[image-51]Name: Nancy Palm
Title: Assistant Chief
Formal Job Classification: Computer Scientist
Organization: Code 606, Computational and Information Science and Technology Office, Sciences and Exploration Directorate
After almost 37 years at Goddard, computer scientist Nancy Palm has seen computers evolve from filling an entire room to fitting in the palm of one’s hand.
What do you do and what is most interesting about your role here at Goddard? How do you help support Goddard’s mission?
I am a technical “influence manager.” I sit on agency enterprise architecture and IT capital planning and investment control teams. I represent the programmatic interests of Goddard’s Sciences and Exploration Directorate, including supporting our specialized, high-performance computing facility, the NASA Center for Climate Simulation. I advocate these requirements to the Information Technology and Communications Directorate, as they relate to IT budgetary reporting to the Office of Management and Budget and Enterprise Architecture. I serve on the Procurement Executive Board for purchasing information technology goods and services called Solutions for Enterprise-Wide Procurement.
What was your initial position when you started working here on March 14, 1977?
I was hired as a systems programmer to troubleshoot technical issues for the Science and Applications Computing Center, which has evolved into the NCCS. I analyzed hardware and software problems for the IBM mainframes. We had 60 people working three shifts a day mounting over 65,000 tapes a month. Scientists used keypunch machines, typing out programs on 3.25 by 7.25 inch cards. Information was stored off-line on 200 MB tape reels. Today’s memory sticks have orders of magnitude more capacity than did our tapes or disks. Computing rooms were kept very cold, preventing hardware systems from overheating.
Do you remember your first interview at Goddard?
I had to demonstrate that I was strong enough to lift a 14-inch 2314 IBM disk drive weighing 10.2 pounds and asked if I planned on getting pregnant. Being single, I was first to be called outside of normal working hours for hardware or software problems. Without email, some IBM operating system patches were mailed to my home on tapes via FedEx.
When I was offered the job, I was told that “anyone who could survive taking 51 credits of college mathematics would stick with any problem until it was fixed.” Maybe it was my New England upbringing. Vermonters don’t know how to give up!
How do you “pay it forward”?
I participate on our 600 Directorate’s Diversity Council, and both the center’s Civility Collaborative and Native American Advisory Committee. I mentor many people from across the center.
What are some of the changes you have seen in offices?
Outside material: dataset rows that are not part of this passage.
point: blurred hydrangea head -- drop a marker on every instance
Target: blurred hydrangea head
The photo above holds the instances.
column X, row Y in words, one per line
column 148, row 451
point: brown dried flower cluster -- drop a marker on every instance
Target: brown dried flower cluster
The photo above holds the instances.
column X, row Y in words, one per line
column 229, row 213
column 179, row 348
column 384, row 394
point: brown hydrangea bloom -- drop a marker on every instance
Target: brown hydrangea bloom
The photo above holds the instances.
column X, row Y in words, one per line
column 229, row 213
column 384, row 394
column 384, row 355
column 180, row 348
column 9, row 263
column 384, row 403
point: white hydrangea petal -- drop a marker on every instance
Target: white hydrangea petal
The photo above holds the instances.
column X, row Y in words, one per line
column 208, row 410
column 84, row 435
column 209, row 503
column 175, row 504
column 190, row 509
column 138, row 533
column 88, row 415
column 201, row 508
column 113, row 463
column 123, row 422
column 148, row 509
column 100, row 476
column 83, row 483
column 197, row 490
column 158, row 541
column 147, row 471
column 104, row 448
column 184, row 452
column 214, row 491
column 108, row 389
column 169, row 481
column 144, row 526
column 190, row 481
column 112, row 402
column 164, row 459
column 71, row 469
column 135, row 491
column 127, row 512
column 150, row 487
I started working before internet or cell phones. We talked in person or on the phone, developing relationships and rapport: Your word was your bond. If I needed anything, I would go see or call in person. Today, with technology changing so quickly, there seem to be many emails going back and forth, too much time spent trying to configure technology before doing actual work.
Today there are so many more meetings. Life is controlled by your calendar full of back-to-back meetings. Sometimes it seems all one does is go to meetings.
Why did you become a math major in college?
Math has a right or a wrong answer. There is a process and rules to solving a math problem. There is always a solution, although there may be multiple paths to a solution. Math requires someone who is doggedly determined and persistent until the problem gets solved.
What words of wisdom would you pass along to somebody just starting their career?
Stretch yourself. Take risks. Just because something has always been done one way doesn’t mean that you can’t question it and come up with a different way.
What are you passionate about?
I am passionate about respecting and protecting the fragile Earth and all her creatures. With innovation, creativity and determination, NASA is at the forefront of this work.
Who is one of the more interesting people you have met at Goddard?
My husband, Stephen Palm, an Earth science researcher in the Earth Sciences Division. We celebrated our 30th anniversary and have two daughters, both graduates of Goddard’s Child Development Center. One is a registered nurse, the other plans to become a veterinarian.
Do you have a favorite way to kick back, relax or have fun?
We have two, longhaired German shepherds whom I adore. I love to read murder mysteries and watch criminal investigation shows.